Insurers are not loving Senate's 'skinny repeal' plan

'Repeal-only' health amendment fails in Senate
'Repeal-only' health amendment fails in Senate

Premiums will skyrocket. Insurers will drop out. Americans will lose their coverage.

This is what could happen if the Senate passes a so-called "skinny repeal" plan that jettisons the individual mandate without also instituting policies that stabilize the market, warns one of the nation's leading insurance industry groups.

"Policies that do not stabilize the market and simply drop incentives for people to buy coverage will repeat what we have seen in the past: premiums will rise rapidly, few or no affordable coverage options will be available and more people will be uninsured," Marilyn Tavenner, CEO of America's Health Insurance Plans, wrote to Senate Majority Leader Mitch McConnell and Minority Leader Chuck Schumer on Thursday.

AHIP joined the Blue Cross Blue Shield Association in voicing serious concerns with the GOP's idea to repeal the individual mandate, which requires nearly all Americans to have health insurance or face a penalty. A provision like the individual mandate is critical to the market's stability because it brings in young and healthy people, who might otherwise remain uninsured until they need medical care. Their premiums help offset the higher costs of the sick.

Related: 'Skinny repeal' of Obamacare would wreck the insurance market

Senate Republicans are drafting a slimmed-down version of their bill to dismantle Obamacare as a way to keep the repeal effort alive. The chamber's leaders have yet to release the text, but a central provision of the "skinny repeal" proposal is expected to be repealing the mandate, one of the least popular parts of the law.

The skinny proposal likely does not include any replacement ideas -- lawmakers would have to hammer out a final proposal with the House in conference committee.

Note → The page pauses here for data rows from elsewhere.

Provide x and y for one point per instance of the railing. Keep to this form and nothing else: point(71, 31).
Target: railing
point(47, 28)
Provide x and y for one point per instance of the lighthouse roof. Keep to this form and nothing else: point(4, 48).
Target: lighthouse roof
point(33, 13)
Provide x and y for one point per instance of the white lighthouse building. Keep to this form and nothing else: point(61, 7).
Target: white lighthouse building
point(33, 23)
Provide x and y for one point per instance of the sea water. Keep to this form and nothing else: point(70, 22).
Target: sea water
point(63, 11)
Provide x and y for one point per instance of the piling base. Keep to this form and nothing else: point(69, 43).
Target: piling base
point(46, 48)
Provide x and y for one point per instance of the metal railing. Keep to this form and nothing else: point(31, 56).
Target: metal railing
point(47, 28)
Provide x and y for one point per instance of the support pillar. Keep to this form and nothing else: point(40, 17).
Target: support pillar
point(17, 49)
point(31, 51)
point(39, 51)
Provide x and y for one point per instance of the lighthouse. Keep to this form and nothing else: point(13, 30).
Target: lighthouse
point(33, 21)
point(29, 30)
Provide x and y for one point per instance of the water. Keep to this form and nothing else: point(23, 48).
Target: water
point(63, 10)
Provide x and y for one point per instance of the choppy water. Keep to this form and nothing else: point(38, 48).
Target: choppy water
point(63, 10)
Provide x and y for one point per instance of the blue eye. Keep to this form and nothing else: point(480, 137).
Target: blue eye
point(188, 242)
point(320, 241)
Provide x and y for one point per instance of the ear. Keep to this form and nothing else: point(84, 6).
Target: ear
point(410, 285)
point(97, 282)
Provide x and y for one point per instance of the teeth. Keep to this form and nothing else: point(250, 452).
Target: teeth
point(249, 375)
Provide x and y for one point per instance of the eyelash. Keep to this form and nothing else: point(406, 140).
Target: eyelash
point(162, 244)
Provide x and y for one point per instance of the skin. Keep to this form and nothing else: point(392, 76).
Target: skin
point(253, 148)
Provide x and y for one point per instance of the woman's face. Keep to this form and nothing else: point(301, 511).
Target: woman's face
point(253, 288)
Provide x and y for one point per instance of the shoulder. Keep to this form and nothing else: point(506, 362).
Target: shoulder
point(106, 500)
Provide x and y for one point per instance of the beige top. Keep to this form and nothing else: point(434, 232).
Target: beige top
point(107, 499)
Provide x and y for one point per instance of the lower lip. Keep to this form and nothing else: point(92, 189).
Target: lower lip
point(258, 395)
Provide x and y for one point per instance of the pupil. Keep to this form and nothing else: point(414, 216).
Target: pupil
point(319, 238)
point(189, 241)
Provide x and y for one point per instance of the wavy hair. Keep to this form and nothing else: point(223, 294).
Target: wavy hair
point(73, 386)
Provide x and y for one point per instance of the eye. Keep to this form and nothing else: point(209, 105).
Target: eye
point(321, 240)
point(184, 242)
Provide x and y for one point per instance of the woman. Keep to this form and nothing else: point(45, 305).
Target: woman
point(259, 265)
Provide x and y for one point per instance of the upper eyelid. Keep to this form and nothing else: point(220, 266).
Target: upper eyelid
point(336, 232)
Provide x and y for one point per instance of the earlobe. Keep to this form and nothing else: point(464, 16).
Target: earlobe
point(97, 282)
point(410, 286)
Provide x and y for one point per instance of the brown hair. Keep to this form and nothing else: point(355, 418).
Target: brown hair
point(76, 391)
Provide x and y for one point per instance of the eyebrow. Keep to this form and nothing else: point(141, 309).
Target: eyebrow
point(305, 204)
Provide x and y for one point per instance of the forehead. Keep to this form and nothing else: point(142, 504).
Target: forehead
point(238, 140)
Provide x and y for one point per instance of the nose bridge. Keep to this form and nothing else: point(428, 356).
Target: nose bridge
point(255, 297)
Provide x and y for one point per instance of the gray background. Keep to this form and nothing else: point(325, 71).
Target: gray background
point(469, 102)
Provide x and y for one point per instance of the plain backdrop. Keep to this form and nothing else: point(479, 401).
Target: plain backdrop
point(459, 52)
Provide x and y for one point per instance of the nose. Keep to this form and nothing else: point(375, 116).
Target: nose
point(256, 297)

The bill the House passed in May would allow insurers to levy a 30% surcharge on those who let their coverage lapse but then seek to sign up for new policies. States could also obtain waivers to let insurers charge enrollees based on their health history if they were uninsured.

The Senate, meanwhile, had included a provision in an earlier repeal and replace bill that would institute a six-month waiting period for those who sign up for coverage after being uninsured. But the chamber's parliamentarian advised last week that the waiting period doesn't comply with the Senate rules for passing the bill with a simple majority.

Insurers say any legislation must contain sticks that incentivize people to remain insured. This is especially important if Congress retains Obamacare regulations that prevent insurers from rejecting consumers or charging them more based on their medical histories.

Related: Health care debate: Senate vote-a-rama and the 'skinny bill'

"If there is no longer a requirement for everyone to purchase coverage, it is critical that any legislation include strong incentives for people to obtain health insurance and keep it year-round," the Blue Cross Blue Shield Association said in a statement Wednesday. "A system that allows people to purchase coverage only when they need it drives up costs for everyone."

Insurers reminded lawmakers of what else it will take for them to stay in the market. They want a guarantee that Obamacare's cost-sharing subsidies will be paid, and they would like the health insurance tax eliminated.

Carriers also pointed out that they only have until mid-August before they have to finalize their 2018 premiums. Many have asked for large rate increases because of the uncertainty emanating out of Washington D.C.

Insurers are not the only ones who are concerned about the Senate's "skinny repeal" plan. The American Medical Association, the American Academy of Actuaries and others have said it could wreak havoc in the individual insurance market.